I think it's very strange that I've been in practicing electric for 13 years and have never run across a Bryant panel. They must not be very common in my area


----------



## Jhellwig (Jun 18, 2014)

Mshow1323 said:


> I think it's very strange that I've been in practicing electric for 13 years and have never run across a Bryant panel. They must not be very common in my area


It goes a lot by region and what the supply houses carried. 

Bryant is now cuttler hammer/ Eaton's br line. Br came from Bryant. There used to be a bunch of different names on pannels that were all very similar to Bryant. 

I thought the br line was decent when cutler hammer first started it.

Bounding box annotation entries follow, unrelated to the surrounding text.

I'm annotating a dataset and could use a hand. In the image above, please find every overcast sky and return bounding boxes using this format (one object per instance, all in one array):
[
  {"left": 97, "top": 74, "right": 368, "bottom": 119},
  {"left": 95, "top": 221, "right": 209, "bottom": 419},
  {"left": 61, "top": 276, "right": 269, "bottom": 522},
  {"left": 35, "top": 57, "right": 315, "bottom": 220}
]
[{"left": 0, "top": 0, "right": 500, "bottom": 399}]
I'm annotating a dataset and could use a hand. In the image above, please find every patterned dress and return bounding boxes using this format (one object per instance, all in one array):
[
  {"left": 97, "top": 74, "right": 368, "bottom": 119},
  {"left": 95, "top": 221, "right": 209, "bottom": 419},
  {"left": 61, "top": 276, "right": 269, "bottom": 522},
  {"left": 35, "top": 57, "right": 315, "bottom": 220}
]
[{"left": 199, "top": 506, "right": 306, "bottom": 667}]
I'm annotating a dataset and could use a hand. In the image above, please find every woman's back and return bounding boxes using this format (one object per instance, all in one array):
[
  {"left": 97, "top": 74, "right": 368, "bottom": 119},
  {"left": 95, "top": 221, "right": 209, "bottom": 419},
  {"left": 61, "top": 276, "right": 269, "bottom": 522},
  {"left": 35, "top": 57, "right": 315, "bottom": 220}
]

Now I wouldn't give you a dime for that junk.


----------



## chicken steve (Mar 22, 2011)

I kinda like 'em

don't need my specs on....

maybe the competition will take note, and come out with a braille variety?

~CS~


----------



## Meadow (Jan 14, 2011)

Mshow1323 said:


> I think it's very strange that I've been in practicing electric for 13 years and have never run across a Bryant panel. They must not be very common in my area


Probably region specific, also they were bought out somewhere in the 80s. 






chicken steve said:


> I kinda like 'em
> 
> don't need my specs on....
> 
> ...


 
:laughing: The color coding was nice. Id say the only color coded breaker that didn't have a reputation of failing like challenger and Zinsco. Panels were descent.


----------



## MTW (Aug 28, 2013)

meadow said:


> :laughing: The color coding was nice. Id say the only color coded breaker that didn't have a reputation of failing like challenger and Zinsco. Panels were descent.


They're very common in New England since the original Bryant factory was in Bridgeport, CT. Oh, and they still make them, but they are called Eaton now. :whistling2:


----------



## Shockdoc (Mar 4, 2010)

I installed thousands of those back in the 80s and 90s. I believe they were sold as Westinghouse.


----------